George Oster

George Frederick Oster ( born April 20, 1940 in New York City ) is an American biophysicist.

Life

Easter made ​​1961 a bachelor's degree at the Academy of the U.S. Merchant Marine (United States Merchant Marine Academy ) in Long Iceland ( where he was growing up ). He graduated in 1961 with a patent as a naval officer, but the seafaring was not to his taste. He studied from 1961 nuclear engineering at Columbia University, where he received his doctorate in 1967. The topic of his dissertation was High Temperature Saturated Liquid and Vapor Densities and the Critical Point of Cesium. His tuition fees he paid by periodic work as a ship's officer. 1964 to 1967 he was instructor at City College of New York and from 1968 at the Lawrence Radiation Laboratory of the University of Berkeley, from 1971 as a permanent member of the laboratory. There he was in 1964 with a grant from the United States Atomic Energy Commission, when he was still working on his PhD thesis in nuclear engineering, but then switched to biology under the influence of Aharon Katchalsky, with whom he also in Rehovot Weizmann Institute of statistical mechanics biological networks worked. In the early 1970s he worked on the population biology of whales ( in the Faculty of mechanics, however, this did not tolerate long ), inspired by his friend, the well-known whale researcher Roger Payne. For this he received the Levy Medal from the Franklin Institute. He then worked as a mathematical population biologist in the Department of Entomology. He met the summer courses of the Woods Hole ant specialists Edward O. Wilson, and they wrote a book about ant colonies. During this time he worked at Harvard University, among others, Wilson and Richard Lewontin. From 1978 he was professor of biophysics at the University of California at Berkeley.

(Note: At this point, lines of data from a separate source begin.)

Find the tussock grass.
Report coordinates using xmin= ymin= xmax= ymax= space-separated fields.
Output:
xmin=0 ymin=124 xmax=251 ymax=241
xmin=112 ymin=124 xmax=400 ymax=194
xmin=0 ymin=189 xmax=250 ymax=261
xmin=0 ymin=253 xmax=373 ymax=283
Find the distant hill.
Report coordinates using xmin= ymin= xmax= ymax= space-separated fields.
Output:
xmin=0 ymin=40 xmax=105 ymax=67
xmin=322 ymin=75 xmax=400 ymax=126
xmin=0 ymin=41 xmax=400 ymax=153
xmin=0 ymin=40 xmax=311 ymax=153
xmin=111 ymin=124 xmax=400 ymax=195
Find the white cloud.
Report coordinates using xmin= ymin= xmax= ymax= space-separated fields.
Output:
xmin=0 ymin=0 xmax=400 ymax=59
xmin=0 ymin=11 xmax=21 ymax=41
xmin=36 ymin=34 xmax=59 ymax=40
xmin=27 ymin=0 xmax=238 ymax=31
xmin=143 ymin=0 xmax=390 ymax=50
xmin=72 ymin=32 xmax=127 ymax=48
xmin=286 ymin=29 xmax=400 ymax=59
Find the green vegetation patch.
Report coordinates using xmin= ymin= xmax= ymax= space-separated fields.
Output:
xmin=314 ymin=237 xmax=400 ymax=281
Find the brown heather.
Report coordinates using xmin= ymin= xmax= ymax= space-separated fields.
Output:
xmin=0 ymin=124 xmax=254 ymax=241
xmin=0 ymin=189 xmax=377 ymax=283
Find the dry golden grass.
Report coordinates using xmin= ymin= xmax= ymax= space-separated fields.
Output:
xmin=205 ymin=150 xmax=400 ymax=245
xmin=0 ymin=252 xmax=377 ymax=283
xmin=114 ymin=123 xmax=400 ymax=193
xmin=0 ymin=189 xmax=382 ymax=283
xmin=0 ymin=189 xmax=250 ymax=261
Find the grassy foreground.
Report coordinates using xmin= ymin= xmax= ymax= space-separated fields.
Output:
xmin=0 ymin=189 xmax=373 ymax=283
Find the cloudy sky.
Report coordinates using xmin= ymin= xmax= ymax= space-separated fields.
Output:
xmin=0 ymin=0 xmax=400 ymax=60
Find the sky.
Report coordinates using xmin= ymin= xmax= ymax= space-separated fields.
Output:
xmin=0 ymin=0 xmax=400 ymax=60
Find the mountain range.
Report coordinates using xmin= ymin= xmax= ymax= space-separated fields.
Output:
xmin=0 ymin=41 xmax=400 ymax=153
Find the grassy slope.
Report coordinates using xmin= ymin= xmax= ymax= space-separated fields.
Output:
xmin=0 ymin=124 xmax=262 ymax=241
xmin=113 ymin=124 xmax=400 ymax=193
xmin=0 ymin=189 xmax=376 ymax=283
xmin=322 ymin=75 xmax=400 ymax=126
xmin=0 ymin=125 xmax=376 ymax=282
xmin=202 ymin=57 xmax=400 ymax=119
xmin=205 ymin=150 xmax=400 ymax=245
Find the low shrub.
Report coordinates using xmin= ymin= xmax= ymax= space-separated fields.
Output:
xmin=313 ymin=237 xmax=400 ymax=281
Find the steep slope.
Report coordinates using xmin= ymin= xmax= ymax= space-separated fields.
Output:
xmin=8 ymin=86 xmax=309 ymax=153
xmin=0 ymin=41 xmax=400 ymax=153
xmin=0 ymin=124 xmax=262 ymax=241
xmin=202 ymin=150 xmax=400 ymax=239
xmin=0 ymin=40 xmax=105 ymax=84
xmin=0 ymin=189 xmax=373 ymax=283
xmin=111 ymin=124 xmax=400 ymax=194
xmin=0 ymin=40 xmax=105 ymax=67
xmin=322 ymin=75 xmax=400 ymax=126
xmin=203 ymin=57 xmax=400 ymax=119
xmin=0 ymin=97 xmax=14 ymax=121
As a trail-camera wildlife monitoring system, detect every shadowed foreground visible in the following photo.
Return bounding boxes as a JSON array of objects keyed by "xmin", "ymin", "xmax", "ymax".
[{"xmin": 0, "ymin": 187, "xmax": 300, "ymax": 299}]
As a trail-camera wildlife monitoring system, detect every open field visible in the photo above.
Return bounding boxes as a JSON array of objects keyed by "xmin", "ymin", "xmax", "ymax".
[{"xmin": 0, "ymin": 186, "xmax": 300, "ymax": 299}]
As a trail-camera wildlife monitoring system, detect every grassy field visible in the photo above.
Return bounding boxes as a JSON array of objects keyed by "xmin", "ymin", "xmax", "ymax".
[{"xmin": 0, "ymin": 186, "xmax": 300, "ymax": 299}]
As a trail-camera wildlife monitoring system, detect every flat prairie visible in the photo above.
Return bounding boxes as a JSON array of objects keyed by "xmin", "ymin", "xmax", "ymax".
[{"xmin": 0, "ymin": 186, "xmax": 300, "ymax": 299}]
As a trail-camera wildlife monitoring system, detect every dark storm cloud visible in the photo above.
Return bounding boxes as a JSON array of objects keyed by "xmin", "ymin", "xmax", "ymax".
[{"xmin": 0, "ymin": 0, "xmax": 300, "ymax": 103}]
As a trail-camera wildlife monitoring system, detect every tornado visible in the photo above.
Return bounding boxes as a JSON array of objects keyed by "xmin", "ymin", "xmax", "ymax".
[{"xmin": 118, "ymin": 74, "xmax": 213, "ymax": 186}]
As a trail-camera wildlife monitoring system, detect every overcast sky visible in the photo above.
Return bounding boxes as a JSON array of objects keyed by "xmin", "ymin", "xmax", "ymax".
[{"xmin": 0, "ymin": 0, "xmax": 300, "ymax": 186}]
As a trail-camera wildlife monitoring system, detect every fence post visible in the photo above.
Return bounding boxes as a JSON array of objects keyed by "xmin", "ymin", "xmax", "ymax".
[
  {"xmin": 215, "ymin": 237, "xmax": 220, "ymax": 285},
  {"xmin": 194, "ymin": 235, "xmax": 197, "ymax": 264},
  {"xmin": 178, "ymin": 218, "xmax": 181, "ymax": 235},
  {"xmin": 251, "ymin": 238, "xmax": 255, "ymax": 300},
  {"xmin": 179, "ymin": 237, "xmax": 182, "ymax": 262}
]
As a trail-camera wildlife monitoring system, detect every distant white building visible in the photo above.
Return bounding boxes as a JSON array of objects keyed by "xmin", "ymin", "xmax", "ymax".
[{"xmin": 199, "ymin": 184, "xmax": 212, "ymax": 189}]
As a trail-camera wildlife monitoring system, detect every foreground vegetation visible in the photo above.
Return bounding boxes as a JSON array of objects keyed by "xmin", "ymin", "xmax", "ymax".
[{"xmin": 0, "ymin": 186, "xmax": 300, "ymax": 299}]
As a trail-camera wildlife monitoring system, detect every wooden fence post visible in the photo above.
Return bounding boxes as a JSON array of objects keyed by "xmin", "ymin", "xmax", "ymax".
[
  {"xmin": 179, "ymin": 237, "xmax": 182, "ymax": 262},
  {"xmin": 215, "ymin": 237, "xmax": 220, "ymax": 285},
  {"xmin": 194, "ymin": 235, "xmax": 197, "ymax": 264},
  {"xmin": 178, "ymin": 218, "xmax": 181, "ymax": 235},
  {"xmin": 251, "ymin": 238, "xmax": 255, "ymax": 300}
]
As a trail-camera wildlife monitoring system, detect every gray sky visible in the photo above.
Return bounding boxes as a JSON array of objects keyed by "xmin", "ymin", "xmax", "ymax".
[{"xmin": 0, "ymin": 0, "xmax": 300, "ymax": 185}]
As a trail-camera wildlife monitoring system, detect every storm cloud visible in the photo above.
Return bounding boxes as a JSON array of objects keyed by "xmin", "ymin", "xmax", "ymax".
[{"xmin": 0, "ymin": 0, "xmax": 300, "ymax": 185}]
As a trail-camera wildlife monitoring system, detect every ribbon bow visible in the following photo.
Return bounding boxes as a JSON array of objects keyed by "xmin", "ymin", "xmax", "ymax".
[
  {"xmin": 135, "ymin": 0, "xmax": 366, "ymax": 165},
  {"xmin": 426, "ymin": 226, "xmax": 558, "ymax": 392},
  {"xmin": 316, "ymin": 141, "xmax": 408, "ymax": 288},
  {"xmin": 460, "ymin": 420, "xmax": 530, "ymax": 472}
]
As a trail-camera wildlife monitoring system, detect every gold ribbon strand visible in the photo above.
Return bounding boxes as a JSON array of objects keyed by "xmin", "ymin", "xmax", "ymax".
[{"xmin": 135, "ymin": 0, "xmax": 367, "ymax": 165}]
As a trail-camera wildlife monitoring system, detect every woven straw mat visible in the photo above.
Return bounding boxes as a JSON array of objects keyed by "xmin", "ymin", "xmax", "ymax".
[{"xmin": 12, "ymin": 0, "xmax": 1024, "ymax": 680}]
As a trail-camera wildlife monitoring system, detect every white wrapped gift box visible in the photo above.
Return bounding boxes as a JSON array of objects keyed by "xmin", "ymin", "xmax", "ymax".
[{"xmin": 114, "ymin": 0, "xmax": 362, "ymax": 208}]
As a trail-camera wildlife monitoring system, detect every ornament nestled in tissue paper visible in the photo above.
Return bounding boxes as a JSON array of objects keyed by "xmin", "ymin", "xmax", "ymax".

In the late 1970s he wrote an early paper on chaos theory in population ecology with Robert May. and began to be interested in developmental biology, where he developed a new model of morphogenesis with James D. Murray, in addition to chemical messengers (as in Alan Turing's classic model) also took into account mechanical cell contacts. Later he turned locomotion mechanisms of bacteria ( in myxobacteria he discovered a new form of transport other by discharging mucus) and the mechanisms of molecular motors. In 1998, he developed a chemical- mechanical model of the necessary molecular motors for Energiezulieferung ATP synthase. In the development of mathematical and physical models of biological processes, he works closely with experimentalists.

1985 to 1990 he was a MacArthur Fellow. In 2004 he became a member of the National Academy of Sciences. 1971 and 1974 he was awarded the Louis E. Levy Medal of the Franklin Institute and in 1975 he was a Guggenheim Fellow.